First Solar (FSLR -2.28%) continues to churn out solid results year after year, which is why it's one of the best-performing solar manufacturers in the world. The company's differentiated thin-film product continues to get better, and potential subsidy changes in the U.S. could give the company tailwinds for years to come.
While results in the second quarter of 2022 were solid, it's projected results as far out as 2026 that have to impress investors in the solar industry.
First Solar's performance
Understanding First Solar's second-quarter results isn't straightforward. On the surface, a slight decline in revenue to $621.0 million and a negative 4% gross margin seems bad. But the final net income figure was $56 million, or $0.52 per share, and there were some important caveats in the results.
An impairment on the Luz del Norte project in Chile had a negative nine-percentage-point impact, and sales freight reduced gross margin by a whopping 16 percentage points.
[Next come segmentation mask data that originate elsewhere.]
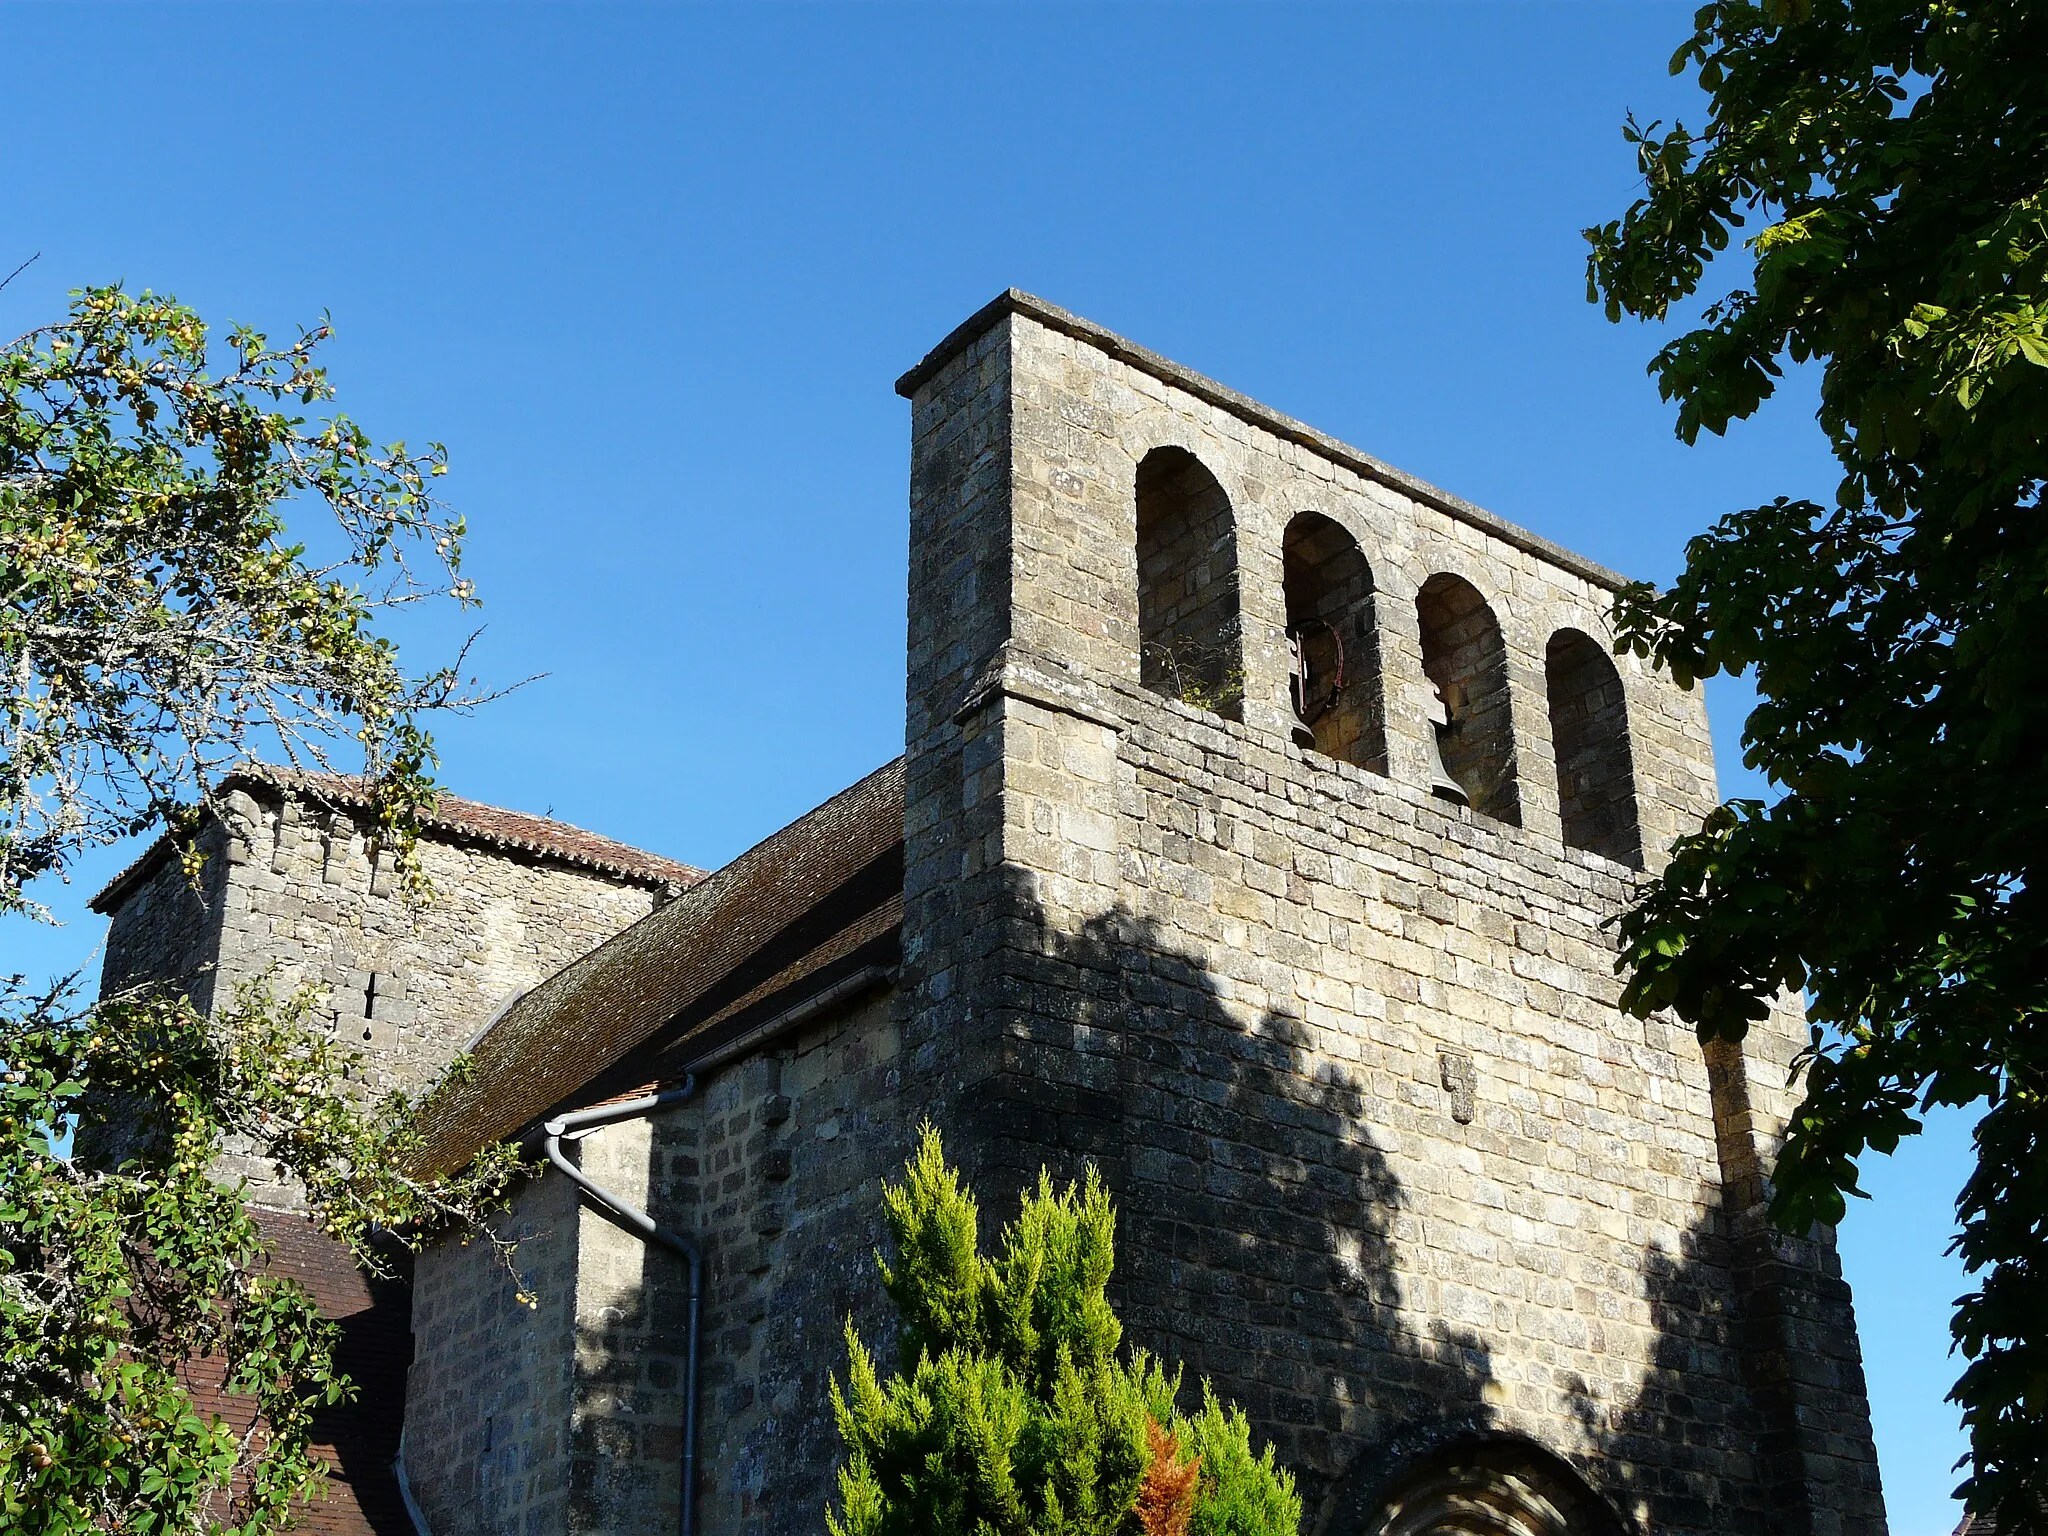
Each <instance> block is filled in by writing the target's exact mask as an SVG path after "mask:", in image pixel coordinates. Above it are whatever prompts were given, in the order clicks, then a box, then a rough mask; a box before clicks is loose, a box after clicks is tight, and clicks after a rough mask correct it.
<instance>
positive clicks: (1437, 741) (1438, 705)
mask: <svg viewBox="0 0 2048 1536" xmlns="http://www.w3.org/2000/svg"><path fill="white" fill-rule="evenodd" d="M1446 735H1450V705H1446V702H1444V694H1442V692H1438V690H1436V688H1434V686H1432V688H1430V793H1432V795H1436V797H1438V799H1440V801H1450V803H1452V805H1470V803H1473V799H1470V797H1468V795H1466V793H1464V786H1462V784H1460V782H1458V780H1456V778H1452V776H1450V768H1446V766H1444V737H1446Z"/></svg>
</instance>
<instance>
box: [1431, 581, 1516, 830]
mask: <svg viewBox="0 0 2048 1536" xmlns="http://www.w3.org/2000/svg"><path fill="white" fill-rule="evenodd" d="M1415 616H1417V621H1419V627H1421V668H1423V672H1425V674H1427V678H1430V688H1432V690H1434V696H1436V717H1434V725H1436V731H1438V754H1440V758H1442V764H1444V772H1448V774H1450V778H1452V782H1454V784H1456V786H1458V791H1460V795H1462V797H1464V799H1466V803H1468V805H1470V807H1473V809H1475V811H1479V813H1481V815H1491V817H1493V819H1495V821H1507V823H1509V825H1518V827H1520V825H1522V791H1520V786H1518V784H1516V731H1513V721H1511V709H1509V696H1507V645H1505V643H1503V641H1501V625H1499V621H1497V618H1495V616H1493V608H1491V606H1489V604H1487V600H1485V598H1483V596H1479V588H1475V586H1473V584H1470V582H1466V580H1464V578H1460V575H1450V573H1448V571H1440V573H1438V575H1432V578H1430V580H1427V582H1423V586H1421V592H1417V594H1415Z"/></svg>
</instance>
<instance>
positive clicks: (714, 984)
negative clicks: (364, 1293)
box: [420, 758, 903, 1174]
mask: <svg viewBox="0 0 2048 1536" xmlns="http://www.w3.org/2000/svg"><path fill="white" fill-rule="evenodd" d="M901 903H903V762H901V758H899V760H897V762H891V764H889V766H885V768H877V770H874V772H872V774H868V776H866V778H862V780H860V782H858V784H854V786H852V788H846V791H842V793H840V795H834V797H831V799H829V801H825V803H823V805H819V807H817V809H815V811H809V813H807V815H801V817H799V819H797V821H793V823H788V825H786V827H782V829H780V831H776V834H774V836H772V838H768V840H766V842H762V844H756V846H754V848H750V850H748V852H743V854H741V856H739V858H735V860H733V862H731V864H727V866H725V868H721V870H715V872H713V874H707V877H705V879H702V881H700V883H696V885H694V887H690V889H688V891H684V893H682V895H680V897H676V899H674V901H670V903H666V905H662V907H657V909H655V911H651V913H649V915H645V918H641V920H639V922H637V924H633V926H631V928H627V930H625V932H621V934H616V936H614V938H610V940H608V942H604V944H600V946H598V948H596V950H592V952H590V954H586V956H584V958H580V961H575V963H573V965H569V967H567V969H563V971H559V973H555V975H553V977H551V979H547V981H543V983H541V985H539V987H535V989H532V991H528V993H526V995H524V997H520V999H518V1001H516V1004H512V1008H508V1010H506V1012H504V1014H502V1016H500V1018H498V1022H496V1024H492V1028H489V1030H487V1032H485V1034H483V1038H481V1040H477V1042H475V1044H473V1047H471V1051H469V1057H471V1065H473V1071H469V1073H467V1075H465V1077H463V1079H459V1081H449V1083H442V1087H438V1090H436V1092H434V1094H432V1096H430V1098H428V1102H426V1104H424V1106H422V1110H420V1116H422V1122H424V1130H426V1149H424V1153H422V1163H420V1171H422V1174H444V1171H449V1169H455V1167H461V1163H465V1161H467V1159H469V1157H473V1155H475V1151H477V1149H479V1147H481V1145H485V1143H489V1141H498V1139H506V1137H514V1135H518V1133H520V1130H524V1128H526V1126H530V1124H532V1122H535V1120H539V1118H541V1116H543V1114H545V1112H549V1110H553V1108H557V1106H561V1104H563V1102H567V1100H569V1098H573V1096H580V1098H584V1100H588V1102H596V1100H604V1098H612V1096H614V1094H618V1092H623V1090H625V1087H633V1085H637V1083H647V1081H659V1079H666V1077H672V1075H678V1073H680V1071H682V1069H684V1067H688V1063H690V1061H694V1059H698V1057H700V1055H702V1051H705V1049H709V1047H711V1044H713V1042H717V1040H723V1036H725V1034H731V1032H741V1030H745V1028H748V1026H750V1022H752V1020H754V1018H756V1016H758V1012H760V1008H762V1006H766V1004H768V1001H770V999H774V997H788V995H791V993H793V991H797V989H803V987H823V985H831V983H834V981H836V979H838V977H840V975H846V973H848V971H856V969H860V967H864V965H874V963H877V958H879V956H893V950H895V942H897V932H899V926H901Z"/></svg>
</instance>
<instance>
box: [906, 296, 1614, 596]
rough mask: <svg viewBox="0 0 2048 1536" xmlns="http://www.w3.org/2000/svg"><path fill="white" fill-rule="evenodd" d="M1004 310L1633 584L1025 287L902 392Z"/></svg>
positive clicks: (1574, 565) (1557, 551)
mask: <svg viewBox="0 0 2048 1536" xmlns="http://www.w3.org/2000/svg"><path fill="white" fill-rule="evenodd" d="M1004 315H1024V317H1028V319H1036V322H1038V324H1040V326H1044V328H1047V330H1057V332H1061V334H1065V336H1073V338H1075V340H1079V342H1087V344H1090V346H1094V348H1100V350H1102V352H1108V354H1110V356H1112V358H1116V360H1118V362H1126V365H1130V367H1133V369H1139V371H1141V373H1149V375H1151V377H1153V379H1159V381H1161V383H1169V385H1174V387H1176V389H1184V391H1186V393H1190V395H1194V397H1196V399H1200V401H1206V403H1210V406H1217V408H1219V410H1227V412H1229V414H1231V416H1237V418H1239V420H1243V422H1249V424H1251V426H1257V428H1262V430H1266V432H1272V434H1274V436H1278V438H1284V440H1288V442H1298V444H1300V446H1305V449H1309V451H1311V453H1319V455H1323V457H1325V459H1329V461H1331V463H1333V465H1341V467H1343V469H1350V471H1354V473H1358V475H1364V477H1366V479H1372V481H1378V483H1380V485H1386V487H1389V489H1395V492H1401V494H1403V496H1407V498H1413V500H1417V502H1421V504H1423V506H1434V508H1436V510H1438V512H1444V514H1446V516H1452V518H1456V520H1458V522H1466V524H1470V526H1475V528H1479V530H1481V532H1485V535H1489V537H1491V539H1499V541H1501V543H1505V545H1511V547H1513V549H1520V551H1524V553H1528V555H1536V557H1538V559H1544V561H1550V563H1552V565H1556V567H1559V569H1565V571H1571V573H1573V575H1577V578H1581V580H1585V582H1591V584H1593V586H1604V588H1608V590H1610V592H1616V590H1620V588H1624V586H1630V580H1628V578H1626V575H1622V573H1620V571H1610V569H1608V567H1606V565H1599V563H1597V561H1591V559H1585V555H1575V553H1571V551H1569V549H1565V547H1563V545H1554V543H1550V541H1548V539H1544V537H1542V535H1536V532H1530V530H1528V528H1520V526H1516V524H1513V522H1509V520H1507V518H1501V516H1495V514H1493V512H1487V510H1485V508H1483V506H1473V504H1470V502H1466V500H1464V498H1462V496H1452V494H1450V492H1444V489H1438V487H1436V485H1432V483H1430V481H1425V479H1417V477H1415V475H1409V473H1407V471H1405V469H1395V467H1393V465H1391V463H1386V461H1382V459H1374V457H1372V455H1370V453H1364V451H1362V449H1354V446H1352V444H1348V442H1339V440H1337V438H1333V436H1329V434H1327V432H1317V430H1315V428H1313V426H1309V424H1307V422H1296V420H1294V418H1292V416H1282V414H1280V412H1276V410H1272V408H1270V406H1262V403H1260V401H1255V399H1251V397H1249V395H1239V393H1237V391H1235V389H1229V387H1225V385H1221V383H1217V381H1214V379H1208V377H1204V375H1200V373H1196V371H1194V369H1186V367H1182V365H1180V362H1174V360H1171V358H1165V356H1159V354H1157V352H1151V350H1147V348H1143V346H1139V344H1137V342H1130V340H1126V338H1122V336H1118V334H1116V332H1112V330H1104V328H1102V326H1098V324H1096V322H1092V319H1081V317H1079V315H1075V313H1069V311H1065V309H1061V307H1059V305H1055V303H1047V301H1044V299H1040V297H1036V295H1032V293H1024V291H1022V289H1004V291H1001V293H997V295H995V297H993V299H991V301H989V303H985V305H981V309H977V311H975V313H973V315H969V317H967V319H965V322H963V324H958V326H956V328H954V330H952V332H950V334H948V336H946V340H942V342H940V344H938V346H934V348H932V350H930V352H926V354H924V358H922V360H920V362H918V367H913V369H911V371H909V373H905V375H903V377H901V379H897V393H899V395H903V399H911V397H913V395H915V393H918V389H922V387H924V385H926V383H928V381H930V379H934V377H936V375H938V371H940V369H944V367H946V365H948V362H950V360H952V358H954V356H958V354H961V352H963V350H967V348H969V346H971V344H973V342H975V340H977V338H979V336H981V334H983V332H987V330H989V328H991V326H993V324H995V322H997V319H1001V317H1004Z"/></svg>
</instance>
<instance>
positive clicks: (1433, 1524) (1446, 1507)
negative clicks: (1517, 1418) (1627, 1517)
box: [1337, 1438, 1630, 1536]
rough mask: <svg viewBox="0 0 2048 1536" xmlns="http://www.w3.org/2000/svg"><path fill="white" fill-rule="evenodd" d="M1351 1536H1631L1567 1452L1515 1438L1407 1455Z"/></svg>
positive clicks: (1379, 1483)
mask: <svg viewBox="0 0 2048 1536" xmlns="http://www.w3.org/2000/svg"><path fill="white" fill-rule="evenodd" d="M1362 1503H1364V1507H1362V1509H1360V1507H1356V1505H1354V1509H1356V1513H1354V1518H1352V1520H1350V1522H1343V1520H1339V1522H1337V1530H1343V1532H1346V1534H1348V1536H1630V1530H1628V1526H1626V1524H1624V1522H1622V1520H1620V1518H1618V1516H1616V1513H1614V1509H1612V1507H1610V1505H1608V1503H1606V1501H1604V1499H1602V1497H1599V1495H1597V1493H1593V1489H1591V1487H1589V1485H1587V1483H1585V1479H1581V1477H1579V1473H1577V1470H1575V1468H1573V1466H1571V1464H1569V1462H1567V1460H1563V1458H1561V1456H1552V1454H1550V1452H1546V1450H1542V1448H1540V1446H1536V1444H1530V1442H1526V1440H1513V1438H1485V1440H1477V1438H1475V1440H1464V1442H1456V1444H1448V1446H1442V1448H1438V1450H1432V1452H1425V1454H1419V1456H1411V1458H1405V1460H1403V1462H1401V1464H1399V1466H1397V1468H1395V1470H1393V1473H1391V1475H1389V1477H1384V1479H1376V1489H1374V1491H1372V1493H1368V1495H1366V1497H1364V1499H1362Z"/></svg>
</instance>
So without the one-time Chile impairment or shipping costs, gross margin would be a fairly impressive 21%.
First Solar did record a $245 million gain on selling its Japan platform business in the second quarter, but management expects to record a $0.38 to $0.52 loss per share on selling the Luz del Norte project in 2022. This kind of volatility is one reason First Solar is getting out of the development business.
A bright future
Investors are often more worried about future projected results than reported results, and that's where First Solar really shined. Management said the company's 10.4 GW of bookings since the first-quarter earnings call had an average sale price of $0.301, which is strong pricing and an increase from commodity solar panels selling for around $0.20 per watt as early as 2020. Those bookings also stretch out to 2026, so any cost reductions the company can generate in the meantime will help margins.
Management has also begun including adjustments for shipping costs and pricing panels to be picked up at the factory. That will shift shipping risk, which I highlighted above, to the buyer.
There's no bill passed yet, but the potential climate change bill agreed to by Senate leaders last week could also have a big impact on First Solar's future. The company could get a tax credit for building manufacturing plants in the U.S., along with tax benefits customers could get for installing U.S.-made products.
Hitting on all cylinders
First Solar continues to operate efficiently, and it's going to see some very impactful changes in the next few years. Most importantly, the rapid reduction in solar panel prices seems to have subsided, which will make it easier to plan for growth and generate sustainable profits. The company is also benefiting from U.S. manufacturing and technology differentiation, which are leading to multiple years' worth of backlog. As two new production facilities are completed that could double production, First Solar has a lot of growth ahead in solar.